The idea of walking the Pennine Way had been brewing for a while. Two years previously, I had walked (or more accurately wandered) for five weeks in the summer around the Lake District and down through the Yorkshire Dales to Settle. The following summer I was unable to do anything because of glandular fever. After this disappointment, I was determined to do a really good walk and the Pennine Way seemed like the natural thing to do.
I had walked a fair bit with Robert before, so he was a natural companion and overall it worked well. Both of us were at university and summer jobs provided us with the necessary funds for our adventure. One piece of luck was that a former school colleague had a complete set of maps covering the Pennine Way that Robert was able to purchase cheaply.
New gear was assembled. In my case, I had a new tent, a Saunders Backpacker S, a new rucksack, a Berghaus Centurion sack on a Loadstar frame (these were the final days of framed rucksacks). My sleeping bag was a Daimor down and feather bag, with a Berghaus closed cell foam mat to lie on. There were new boots, Zamberlan fully lined leather boots (no insoles, ouch!). I also had the first GoreTex jacket made by Mountain Equipment. My mother made me some waterproof “chaps” instead of overtrousers.

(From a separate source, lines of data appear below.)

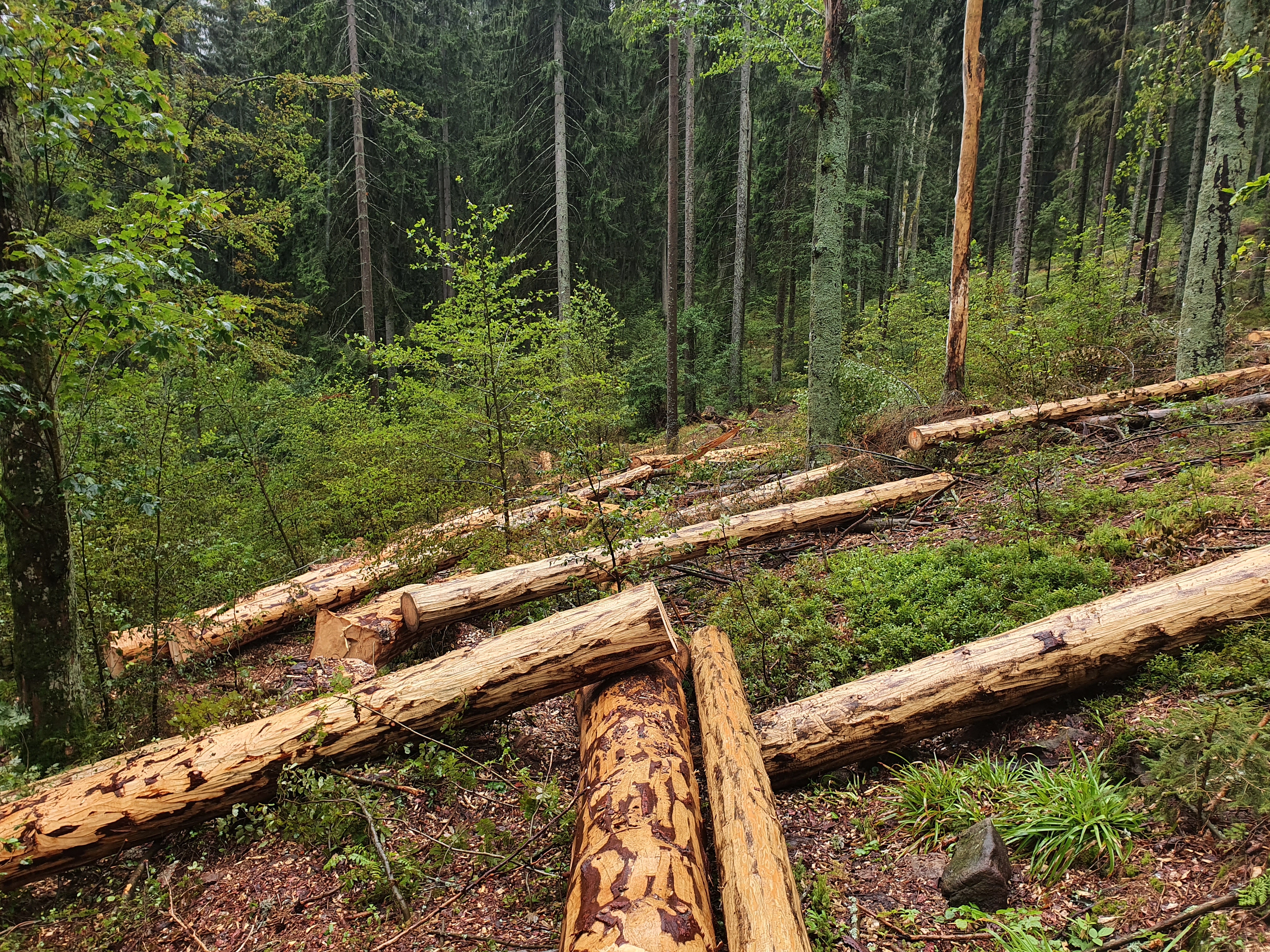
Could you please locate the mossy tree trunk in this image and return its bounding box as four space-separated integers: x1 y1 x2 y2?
1177 0 1260 380
806 0 855 458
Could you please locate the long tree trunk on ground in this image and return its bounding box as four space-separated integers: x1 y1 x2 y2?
692 626 811 952
1177 0 1260 378
1174 71 1210 298
551 0 573 320
728 14 753 406
944 0 985 404
757 547 1270 793
0 86 85 762
806 0 855 460
1010 0 1043 296
683 28 697 416
560 646 715 952
344 0 380 397
1094 0 1133 259
0 583 676 888
666 28 679 452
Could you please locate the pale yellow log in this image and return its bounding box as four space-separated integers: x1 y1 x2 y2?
0 584 676 888
908 367 1270 449
674 460 851 523
757 546 1270 787
560 646 715 952
692 626 811 952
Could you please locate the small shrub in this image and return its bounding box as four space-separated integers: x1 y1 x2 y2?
1002 759 1142 882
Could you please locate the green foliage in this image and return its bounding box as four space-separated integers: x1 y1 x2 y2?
169 690 256 738
1141 701 1270 814
1002 759 1143 882
711 542 1110 702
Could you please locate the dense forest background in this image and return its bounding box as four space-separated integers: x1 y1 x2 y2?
0 0 1267 759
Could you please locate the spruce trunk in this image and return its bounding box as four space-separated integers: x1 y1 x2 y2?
806 0 855 460
0 583 676 888
560 646 715 952
1176 0 1260 378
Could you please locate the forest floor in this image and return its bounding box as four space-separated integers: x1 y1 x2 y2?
7 391 1270 952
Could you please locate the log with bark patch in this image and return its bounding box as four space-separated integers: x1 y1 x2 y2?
674 460 852 525
752 546 1270 787
908 367 1270 449
560 649 715 952
310 473 954 661
106 466 653 678
692 626 811 952
0 583 677 888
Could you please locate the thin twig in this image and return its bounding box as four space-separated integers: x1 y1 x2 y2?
375 790 582 952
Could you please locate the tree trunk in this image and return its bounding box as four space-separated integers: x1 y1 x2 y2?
728 14 752 406
1010 0 1044 297
344 0 380 399
944 0 990 404
908 366 1270 450
560 647 715 952
1177 0 1260 378
806 0 855 460
692 626 811 952
674 460 855 525
1174 71 1209 299
328 473 952 661
1094 0 1133 259
0 583 676 888
757 546 1270 805
0 86 86 763
551 0 571 321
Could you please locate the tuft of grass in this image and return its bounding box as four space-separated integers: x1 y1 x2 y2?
1002 758 1143 882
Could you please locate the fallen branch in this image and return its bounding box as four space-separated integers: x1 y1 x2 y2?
754 546 1270 787
0 584 676 888
908 366 1270 450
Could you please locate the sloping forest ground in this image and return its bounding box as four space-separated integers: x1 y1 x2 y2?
7 360 1270 952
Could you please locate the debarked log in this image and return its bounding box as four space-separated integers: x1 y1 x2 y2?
310 472 955 661
757 546 1270 787
560 647 715 952
0 583 677 888
908 366 1270 449
692 626 811 952
674 460 851 525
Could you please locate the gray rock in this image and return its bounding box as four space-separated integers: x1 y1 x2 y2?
940 820 1014 913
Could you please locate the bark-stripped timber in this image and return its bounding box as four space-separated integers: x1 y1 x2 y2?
674 460 851 523
908 367 1270 449
560 647 715 952
0 584 676 888
692 626 811 952
1072 394 1270 428
757 546 1270 787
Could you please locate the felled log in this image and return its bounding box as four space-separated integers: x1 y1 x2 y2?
1072 394 1270 433
560 647 715 952
692 626 811 952
0 584 676 888
674 460 850 525
752 546 1270 787
310 472 954 661
908 367 1270 449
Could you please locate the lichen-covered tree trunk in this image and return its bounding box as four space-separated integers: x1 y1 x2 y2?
806 0 855 460
0 88 84 759
560 647 715 952
1177 0 1260 380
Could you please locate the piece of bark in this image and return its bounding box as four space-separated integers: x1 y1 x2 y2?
757 546 1270 787
674 460 851 525
692 626 811 952
560 647 715 952
908 367 1270 449
0 583 676 888
368 472 955 660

I had a pair of Fjallraven Greenland trousers, which were the forerunner of so many polycotton trousers, which I wore for practically the whole trip. I also had a pair of extremely uncomfortable woollen breeches, which were horribly itchy and I hardly wore. There was also the inevitable fibre pile jacket, North Cape, I think.
The rest of my clothes were non-specialist stuff garnered from my wardrobe such as jeans and cotton shirts. However, I did have a Damart base layer t-shirt, which was very useful as it wicked well but stank after a couple of days! Another piece of useful clothing I took was a thin Skiing jacket, which was nylon with thin thinsulate-type insulation, which was fantastically practical as a general hiking jacket.
Cooking system was a Primus petrol stove with Sigg bottle, cheap aluminium saucepan from the hardware shop and an aluminium mess kit. Food consisted of mainly Vesta meals, John West kippers in tins, Batchelor’s savoury rice, bread, cheese, Kendal mint cake and boiled sweets.
Day minus one
On the 5thSeptember 1978, we travelled up to London on the train, thence on to Sheffield, changing to the local service to Edale. At Edale we pitched our tents at the camp site next to the National Park Information Centre. I can’t remember what we had for supper, but I’m sure we went to the pub! I guess we must have cooked our own meal. As students, we had to watch the pennies. I seem to remember the weather was cloudy, but it wasn’t actually raining.